Les médias américains étaient impatients d'obtenir un résultat décisif ou dramatique, désireux de promouvoir l'un des deux récits: que Trump ait enfin atteint son paroxysme ou qu'il ait fait un retour impressionnant. En vérité (ce qu'il en reste, de toute façon), ni le récit est crédible.

Trump vit pour se battre un autre jour, mais il n'a probablement rien fait pour attirer le de nouveaux électeurs dont il a besoin pour gagner. En attendant, il devra espérer que plus aucune révélation de prédation sexuelle n'émergera, et que le scandale actuel qui pèse sur lui perd en quelque sorte sa puissance.

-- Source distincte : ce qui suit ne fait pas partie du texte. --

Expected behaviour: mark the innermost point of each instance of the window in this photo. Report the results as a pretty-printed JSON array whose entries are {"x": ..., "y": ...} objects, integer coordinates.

Pourtant, les dirigeants républicains sont clairement inquiets que le scandale puisse contaminer les candidats plus bas dans le scrutin et mettre en péril leurs majorités au Congrès. Beaucoup de ces candidats ont Trump désavoué depuis que la bande de sa vantardise misogyne a été divulguée, et plus peut encore quitter le navire si les choses ne s'améliorent pas.

Sur le papier, cela semble désastreux pour Trump - mais là encore, les événements de cette élection ont violé presque tous les principes de la sagesse conventionnelle sur la façon dont fonctionne la politique américaine. Nous vivons dans ce qui semble de plus en plus être un âge «post-factuel» où les scandales se poursuivent sans responsabilité et où les faits sont dominés par l'idéologie. Comme dirait Trump: "Ce ne sont que des mots, les gens."

A propos de l'auteur

La ConversationLiam Kennedy, professeur d'études américaines, Collège universitaire de Dublin

Cet article a été publié initialement le La Conversation. Lis le article original.